Fortunately, there’s some good news. 

Taking a huge chunk off your salt consumption may save your life. Restricting salt consumption seemed to lower the risk of premature death by 15%, according to the study. However, the research lacked the conclusiveness required for statistical significance. 

According to Nancy Cook, the lead researcher of the study, "Consuming lower levels of sodium, as advocated by the American Heart Association and the U.S. Dietary Guidelines, will lead to lower blood pressure, lower risk of cardiovascular disease and lower subsequent mortality." Cook is a professor of epidemiology at the Harvard School of Public Health.  

Cook’s team discovered a 25% lower risk of dying in people who consumed less than one teaspoon of salt every day, compared to those who consumed 1.5 teaspoons or 3600 mg per day. 

According to the American Heart Association, the average American eats over 3,400 mg of salt every day. 

Cook explained that most of the sodium we eat is found in processed food, especially in chips, and other packed goods.
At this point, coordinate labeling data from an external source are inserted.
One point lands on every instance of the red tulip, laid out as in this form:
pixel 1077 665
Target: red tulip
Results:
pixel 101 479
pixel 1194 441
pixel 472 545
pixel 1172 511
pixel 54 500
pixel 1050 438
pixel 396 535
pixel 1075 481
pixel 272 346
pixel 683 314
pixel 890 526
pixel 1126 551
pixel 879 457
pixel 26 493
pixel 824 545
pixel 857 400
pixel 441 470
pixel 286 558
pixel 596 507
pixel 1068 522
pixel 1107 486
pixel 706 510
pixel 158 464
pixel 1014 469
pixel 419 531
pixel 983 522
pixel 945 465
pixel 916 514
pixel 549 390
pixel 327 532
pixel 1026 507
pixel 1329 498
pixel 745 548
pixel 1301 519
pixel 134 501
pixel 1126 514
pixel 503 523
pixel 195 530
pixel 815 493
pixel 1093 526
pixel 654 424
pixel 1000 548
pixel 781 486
She added, "The FDA [U.S. Food and Drug Administration] has now recommended a gradual reduction in sodium content in many such foods, which should lead to lower rates of hypertension as well as cardiovascular disease and deaths.”

The report, published in the Journal of the American College of Cardiology, should open your mind to decreasing your sodium intake to lower your risk of premature death. 

The most optimal amount which is perfect for your heart is 1,500 mg of salt each day. 

Consume less salt for a healthier body!